Take a look at some of the examples:

  • examples/minimal - a totally minimal example which calls alert
  • examples/todomvc - a naively implemented TodoMVC application; shows how to call into the DOM
  • examples/hasher - shows how to export Rust functions to JavaScript and how to call them from the browser or Nodejs

Running the examples

  1. Add one of Rust's Web targets with rustup.

    • For compiling to asmjs through Emscripten:

      $ rustup target add asmjs-unknown-emscripten
      
    • For compiling to WebAssembly through Emscripten:

      $ rustup target add wasm32-unknown-emscripten
      
    • For compiling to WebAssembly through Rust's native backend:

      $ rustup target add wasm32-unknown-unknown
      
  2. Install cargo-web:

    $ cargo install -f cargo-web
    
  3. Go into examples/todomvc and start the example.

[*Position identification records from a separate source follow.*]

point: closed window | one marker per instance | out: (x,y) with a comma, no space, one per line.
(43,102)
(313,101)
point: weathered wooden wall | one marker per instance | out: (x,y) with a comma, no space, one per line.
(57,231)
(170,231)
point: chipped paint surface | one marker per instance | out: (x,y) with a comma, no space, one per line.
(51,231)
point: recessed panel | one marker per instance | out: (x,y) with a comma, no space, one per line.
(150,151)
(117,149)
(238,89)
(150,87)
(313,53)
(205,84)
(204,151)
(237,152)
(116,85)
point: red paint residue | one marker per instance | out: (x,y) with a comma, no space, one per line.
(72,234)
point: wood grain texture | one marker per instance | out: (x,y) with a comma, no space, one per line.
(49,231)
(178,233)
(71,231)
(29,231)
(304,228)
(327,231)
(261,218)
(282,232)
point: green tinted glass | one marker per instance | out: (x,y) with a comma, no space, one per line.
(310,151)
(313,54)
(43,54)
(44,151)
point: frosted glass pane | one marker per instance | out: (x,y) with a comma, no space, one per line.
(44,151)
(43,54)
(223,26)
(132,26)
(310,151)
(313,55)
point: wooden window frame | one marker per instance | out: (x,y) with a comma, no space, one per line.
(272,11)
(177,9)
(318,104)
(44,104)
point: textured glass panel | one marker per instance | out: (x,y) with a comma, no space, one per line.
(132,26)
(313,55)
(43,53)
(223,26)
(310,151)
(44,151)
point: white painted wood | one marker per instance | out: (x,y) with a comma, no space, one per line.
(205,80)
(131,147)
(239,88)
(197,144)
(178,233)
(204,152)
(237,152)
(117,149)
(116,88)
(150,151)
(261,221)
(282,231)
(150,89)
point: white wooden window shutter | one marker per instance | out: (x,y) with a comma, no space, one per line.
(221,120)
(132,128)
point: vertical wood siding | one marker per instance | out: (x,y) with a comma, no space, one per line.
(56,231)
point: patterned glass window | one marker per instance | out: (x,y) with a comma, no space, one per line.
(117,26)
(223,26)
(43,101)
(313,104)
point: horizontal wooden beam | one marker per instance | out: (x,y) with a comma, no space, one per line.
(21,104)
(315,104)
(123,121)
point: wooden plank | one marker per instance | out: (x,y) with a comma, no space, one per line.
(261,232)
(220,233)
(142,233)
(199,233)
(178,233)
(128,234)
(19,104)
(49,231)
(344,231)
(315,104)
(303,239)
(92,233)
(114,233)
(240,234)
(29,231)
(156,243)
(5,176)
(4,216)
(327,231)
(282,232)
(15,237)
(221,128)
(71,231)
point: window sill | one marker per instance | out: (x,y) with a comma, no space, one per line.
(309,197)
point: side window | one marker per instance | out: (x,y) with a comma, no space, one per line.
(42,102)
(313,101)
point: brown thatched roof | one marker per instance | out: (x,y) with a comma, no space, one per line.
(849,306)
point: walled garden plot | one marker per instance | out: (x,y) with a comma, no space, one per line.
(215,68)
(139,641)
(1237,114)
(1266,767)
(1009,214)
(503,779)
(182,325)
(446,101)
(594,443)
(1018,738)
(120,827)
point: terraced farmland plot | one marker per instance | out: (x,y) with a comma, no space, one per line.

    • For the asmjs-unknown-emscripten backend:

      $ cargo web start --target-asmjm-emscripten
      
    • For the wasm32-unknown-emscripten:

      $ cargo web start --target-webasm-emscripten
      
    • For the wasm32-unknown-unknown:

      $ cargo web start --target-webasm
      
  4. Visit http://localhost:8000 with your browser.

For the *-emscripten targets cargo-web is not neccessary, however the native wasm32-unknown-unknown which doesn't need Emscripten requires cargo-web to work!

Exposing Rust functions to JavaScript

WARNING: This is only supported for Rust's native wasm32-unknown-unknown target!

(Note: this is based on the examples/hasher example)

With the stdweb crate you can easily expose a Rust function to JavaScript like this:

#[macro_use]
extern crate stdweb;
extern crate sha1;

use sha1::Sha1;

fn hash( string: String ) -> String {
    let mut hasher = Sha1::new();
    hasher.update( string.as_bytes() );
    hasher.digest().to_string()
}

fn main() {
    stdweb::initialize();

    js! {
        Module.exports.sha1 = @{hash};
    }
}

If you compile this code with cargo-web build --target-webasm you'll get two files:

  • target/wasm32-unknown-unknown/release/hasher.js
  • target/wasm32-unknown-unknown/release/hasher.wasm

You can copy them into your JavaScript project and load like any other JavaScript file:

<script src="hasher.js"></script>

After it's loaded you can access Rust.hasher, which is a Promise which will resolve once the WebAssembly module is loaded. Inside that promise you'll find the contents of Module.exports which we've set from our Rust code, which includes our exported function which you can now call:

<script>
    Rust.hasher.then( function( hasher ) {
        const string = "fiddlesticks";
        const hash = hasher.sha1( string );

        console.log( "Hash of " + string + " is '" + hash + "'" );
    });
</script>

You can also use the very same hasher.js from Nodejs:

const hasher = require( "hasher.js" );

const string = "fiddlesticks";
const hash = hasher.sha1( string );

console.log( "Hash of " + string + " is '" + hash + "'" );

For the Nodejs environment the WebAssembly is compiled synchronously.

Breaking changes

  • 0.3
    • Deleted ErrorEvent methods
    • Renamed:
      • LoadEvent -> ResourceLoadEvent
      • AbortEvent -> ResourceAbortEvent
      • ErrorEvent -> ResourceErrorEvent

License

Licensed under either of

at your option.

Snippets of documentation which come from Mozilla Developer Network are covered under the CC-BY-SA, version 2.5 or later.

Contribution

Unless you explicitly state otherwise, any contribution intentionally submitted for inclusion in the work by you, as defined in the Apache-2.0 license, shall be dual licensed as above, without any additional terms or conditions.